"Hear, my son, your father's instruction, and forsake not your mother's teaching, for they are a graceful garland for your head and pendants for your neck."
- Proverbs 1:8-9
Another Father's Day just passed. I don't know about you, but mine was pretty good. I even told Becky that she put a beat-down on my Mother's Day efforts. On Saturday night, she and the kids led me out to our back patio - an area of our house that I've complained about more than a few times. It has a lot of potential. It's screened in. It's equipped with a ceiling fan. And it would make a great place to relax and read or just stare at the sky. Rather, it's filled with the kids' clutter and needs some deep cleaning. So, yeah, it's basically a storeroom.
But on Saturday night, as my kids carefully led me by the hand with my eyes closed out the back door, I was greeted with a vision that brought a tear to my eye (nearly). There was a beautiful outdoor rug in the center of the space. To my right was an ornamental pot that was filled with decorative thingies that look like twisted branches. There was a small wrought-iron cafe table on one wall with two accompanying chairs. On the table was a lit citronella candle surrounded by magnolia petals (that was Maia's idea). To my left on the wall opposite the pot was a chaise lounge. It's also wrought-iron. It and each of the chairs were tied together with matching red pillows. With the hanging white Christmas lights turned on, my back patio screams, "Feng Shui!"
The best part was what happened afterwards. As I was stretched out on my chaise lounge, my kids were hanging all over me - which takes more endurance than it used to. Maia and Levi aren't small children anymore. Throw in Claire and Micah and I feel like I'm at the bottom of a football scrum. But it was sweet. Each of them had a distinct look of satisfaction in their eyes as they snuggled me (Micah is just over eleven-months old, but I think he did, too). I love my back patio, but what I love even more is that my sweet wife and children loved putting it all together for me. It's in times like these that I often sense the voice of the Holy Spirit nudge my heart, reminding me of my urgent and crucial responsibility to guide these little souls towards the kingdom of God.
Later that night I was reflecting on the current condition of fatherhood in our society, I was reminded that there are many children who don't know the delight of serving their earthly fathers they love so much. Too many don't know the security of crawling up into dad's lap. We've all heard the statistics and accompanying lamentations about this problem. Then I began to think about our children ten and twenty and thirty years down the road.
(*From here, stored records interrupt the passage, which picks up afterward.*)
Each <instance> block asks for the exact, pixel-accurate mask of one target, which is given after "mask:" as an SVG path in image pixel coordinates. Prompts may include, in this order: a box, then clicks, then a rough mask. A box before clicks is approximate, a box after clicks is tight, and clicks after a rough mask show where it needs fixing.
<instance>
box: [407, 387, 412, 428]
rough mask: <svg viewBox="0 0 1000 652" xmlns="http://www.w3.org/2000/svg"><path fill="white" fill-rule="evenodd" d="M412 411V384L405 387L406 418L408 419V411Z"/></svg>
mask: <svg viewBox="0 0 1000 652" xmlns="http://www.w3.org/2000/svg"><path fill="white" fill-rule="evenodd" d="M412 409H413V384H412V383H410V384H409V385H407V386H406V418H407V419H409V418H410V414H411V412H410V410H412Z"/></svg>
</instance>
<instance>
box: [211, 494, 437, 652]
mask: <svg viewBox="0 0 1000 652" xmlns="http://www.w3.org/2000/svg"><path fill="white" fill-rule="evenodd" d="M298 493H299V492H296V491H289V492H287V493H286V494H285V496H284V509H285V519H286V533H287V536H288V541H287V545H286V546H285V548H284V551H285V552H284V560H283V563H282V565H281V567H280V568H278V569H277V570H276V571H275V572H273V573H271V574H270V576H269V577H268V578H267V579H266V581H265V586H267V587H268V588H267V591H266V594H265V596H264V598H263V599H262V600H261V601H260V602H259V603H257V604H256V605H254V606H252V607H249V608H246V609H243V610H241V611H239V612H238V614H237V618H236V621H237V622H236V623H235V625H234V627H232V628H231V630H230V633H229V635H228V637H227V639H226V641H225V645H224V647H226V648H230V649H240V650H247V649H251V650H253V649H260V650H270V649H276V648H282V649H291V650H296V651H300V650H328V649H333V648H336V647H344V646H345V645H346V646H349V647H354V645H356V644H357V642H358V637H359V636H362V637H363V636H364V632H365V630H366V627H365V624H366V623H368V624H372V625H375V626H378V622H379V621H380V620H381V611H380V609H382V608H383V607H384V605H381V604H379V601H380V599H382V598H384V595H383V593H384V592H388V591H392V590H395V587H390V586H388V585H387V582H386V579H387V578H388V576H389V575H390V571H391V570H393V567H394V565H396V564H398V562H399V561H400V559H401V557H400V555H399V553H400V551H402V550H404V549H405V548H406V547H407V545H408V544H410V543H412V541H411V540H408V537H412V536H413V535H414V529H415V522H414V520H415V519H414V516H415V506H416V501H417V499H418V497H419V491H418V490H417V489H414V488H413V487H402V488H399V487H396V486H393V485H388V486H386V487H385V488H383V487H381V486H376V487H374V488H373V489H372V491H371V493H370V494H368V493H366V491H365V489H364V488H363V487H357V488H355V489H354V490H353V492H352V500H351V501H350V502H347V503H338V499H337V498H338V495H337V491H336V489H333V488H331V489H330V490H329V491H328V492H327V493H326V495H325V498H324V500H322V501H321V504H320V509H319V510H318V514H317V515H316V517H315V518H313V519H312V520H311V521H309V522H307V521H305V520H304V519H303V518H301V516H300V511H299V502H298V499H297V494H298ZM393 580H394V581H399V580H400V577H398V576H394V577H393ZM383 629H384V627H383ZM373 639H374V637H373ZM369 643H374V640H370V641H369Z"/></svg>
Children who, because they have had no fatherly guidance, don't know how to live and won't know how to live. They don't have the wisdom to live a godly, smart, strategic, and others-oriented life.
We see this problem in every sector - not just parenting. People bail out of their jobs, their churches, and their friendships so much more quickly and recklessly these days. Our culture has taught us to make pleasure the paramount value of life and when something or someone doesn't satisfy, well, we opt out. We eject. The result is we have a society that no longer knows endurance. And because we don't know how to endure, we no longer have lessons to teach the next generation. The only lesson we have to teach is "do what you have to do to get by" - a virtue-free proverb. Thus, the next generation is ill equipped to live wisely in this dog-eat-dog world. We catapult them into the fire. A fire that is consuming our children. Sensuality, violence, systemic meanness, brazen pride, the worship of materialism, deep debt, a lust for pleasure, and so on. And because they aren't rooted in a story, they are doing it alone - without the morals and spiritual convictions that come with a sturdy community.
But we love our kids, so what do we do? Note the verse I led off with from Proverbs. The writer is a dad and his audience is a child, his son. The father is confident that he has something to teach his son about maneuvering wisely through this dangerous world...because he has made divinely-inspired observations as he has lived. He's in tune with the Holy Spirit. So he calls his son to attention. His lessons aren't boring and inconsequential. And they aren't a scolding, either. They are beautiful. Each proverb (and there are a lot of them!) is a priceless gem that makes up a crown of wisdom that the father desires to place upon his son's head.
What equipped this father with the wisdom to pass down to his son? He was a learner rather than a consumer of pleasure. The result was a man who knew how to endure. (Strength is the result of a learning heart.) And because he knew how to endure - how to walk through turmoil with an ear pointed towards the Holy Spirit - he grew in wisdom. This dad didn't need a book or curricula in order to instruct his son. He wrote his own.